Só que há sempre um reverso da medalha e os não católicos esbarram nas teias de alguma “intolerância” e a possibilidade de ficarem fora do sistema.
Exemplo:
Há alguns anos, quis associar-me como "irmão" da Misericórdia de Carrazeda de Ansiães. A minha ficha de inscrição foi apresentada por um membro no organismo referido. Nunca recebi qualquer resposta. No “diz que disse”, chegou-me aos ouvidos, que eu não teria o direito de associar-me à instituição por não ser católico. Se esse é um dos pré-requisitos não o preenchia e, assim não poderia claramente fazer parte da irmandade. Dou-lhes completa razão. Pelos vistos, estou diminuído perante todos aqueles que são católicos, já que o Estado também não me dá outras alternativas.
Esta é uma realidade que ainda se faz sentir em múltiplos aspectos da nossa sociedade. O ser ou não ser católico é ainda condição de estatuto e de inserção social.

Creio, pois, nas virtualidades da Igreja e no seu papel de serviço social. Mas, para isso, será necessário também um regresso à pureza do cristianismo inicial. Por outro lado, a Igreja não deve sustituir o que é dever de toda a organização social e particularmente cabe ao Estado. Conhecemos casos verdadeiramente exemplares desse serviço e brevemente deles falaremos.

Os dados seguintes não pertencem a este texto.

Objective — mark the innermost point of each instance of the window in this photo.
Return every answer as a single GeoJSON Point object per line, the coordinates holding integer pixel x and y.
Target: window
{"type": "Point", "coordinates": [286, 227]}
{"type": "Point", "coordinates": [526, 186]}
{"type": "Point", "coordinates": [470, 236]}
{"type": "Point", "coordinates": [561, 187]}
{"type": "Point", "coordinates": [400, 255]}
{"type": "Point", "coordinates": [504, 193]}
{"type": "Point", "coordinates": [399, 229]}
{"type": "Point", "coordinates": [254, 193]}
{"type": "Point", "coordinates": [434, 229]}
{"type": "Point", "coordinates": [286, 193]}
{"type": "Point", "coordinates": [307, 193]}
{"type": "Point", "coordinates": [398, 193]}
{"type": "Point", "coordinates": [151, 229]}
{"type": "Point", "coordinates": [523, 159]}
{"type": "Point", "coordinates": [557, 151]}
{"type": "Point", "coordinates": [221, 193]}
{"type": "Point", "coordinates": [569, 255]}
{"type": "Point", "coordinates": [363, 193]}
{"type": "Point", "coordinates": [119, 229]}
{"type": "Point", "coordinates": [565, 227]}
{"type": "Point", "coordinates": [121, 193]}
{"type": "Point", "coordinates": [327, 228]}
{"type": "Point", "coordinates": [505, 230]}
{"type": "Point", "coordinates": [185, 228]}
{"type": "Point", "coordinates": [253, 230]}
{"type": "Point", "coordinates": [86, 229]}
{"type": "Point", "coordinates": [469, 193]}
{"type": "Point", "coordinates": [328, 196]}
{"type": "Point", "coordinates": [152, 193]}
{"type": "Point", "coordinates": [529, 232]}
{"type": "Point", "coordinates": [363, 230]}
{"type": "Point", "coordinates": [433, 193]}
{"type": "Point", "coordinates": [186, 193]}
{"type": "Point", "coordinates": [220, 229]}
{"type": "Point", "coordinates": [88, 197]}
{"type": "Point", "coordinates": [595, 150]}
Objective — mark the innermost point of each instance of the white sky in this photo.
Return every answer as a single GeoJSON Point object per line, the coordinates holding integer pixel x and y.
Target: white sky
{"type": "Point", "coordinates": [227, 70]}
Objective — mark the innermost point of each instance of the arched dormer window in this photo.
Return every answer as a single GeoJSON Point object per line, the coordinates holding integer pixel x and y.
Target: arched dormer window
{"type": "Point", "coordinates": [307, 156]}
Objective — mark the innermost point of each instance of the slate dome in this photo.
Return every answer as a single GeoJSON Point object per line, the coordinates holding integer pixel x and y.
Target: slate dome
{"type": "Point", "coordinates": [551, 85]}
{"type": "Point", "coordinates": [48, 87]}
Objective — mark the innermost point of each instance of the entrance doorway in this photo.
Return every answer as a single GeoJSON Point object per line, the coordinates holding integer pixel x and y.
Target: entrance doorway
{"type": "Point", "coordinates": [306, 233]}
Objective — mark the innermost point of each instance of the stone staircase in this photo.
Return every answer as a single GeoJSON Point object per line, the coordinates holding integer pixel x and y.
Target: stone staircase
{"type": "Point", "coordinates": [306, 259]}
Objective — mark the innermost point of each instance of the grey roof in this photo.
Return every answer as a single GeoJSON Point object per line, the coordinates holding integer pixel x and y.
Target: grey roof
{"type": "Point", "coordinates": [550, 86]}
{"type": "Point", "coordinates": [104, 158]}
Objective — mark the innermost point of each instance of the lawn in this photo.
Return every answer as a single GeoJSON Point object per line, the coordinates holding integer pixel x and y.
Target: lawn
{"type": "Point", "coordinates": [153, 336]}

Contudo, estamos convictos de que a verdadeira solução para os problemas sociais está na própria organização da sociedade. Os problemas têm solução. Alguns países de todos conhecidos acabaram com a pobreza, a indigência e as necessidades básicas dos cidadãos. Outros com práticas erradas agravaram as injustiças. Todos parecem conhecer a solução só que os egoismos e resistências várias impedem que se concretizem.
Acredito que, mais que toda a caridade cristã, a solução passa pelo progresso e devir do homem, pela justa distribuição da riqueza e por um segurança e assistência social moderna e de bases sólidas.



A Igreja de Carrazeda raramente saiu da pequenez do seu templo, não tem história de serviço à comunidade, nomeadamente aos mais desprotegidos, para além de casos muito pontuais. A construção de um salão paroquial e outra dinamização eram necessários na nossa terra e à convivência dita cristã. Num tempo em que novo pároco assume o comando da Igreja e novos padres por aí pastoreiam o rebanho de Cristo, desejo que os novos responsáveis saibam fazer o que ninguém até agora fez. Oxalá! (Palavra árabe para a expressão "Deus queira").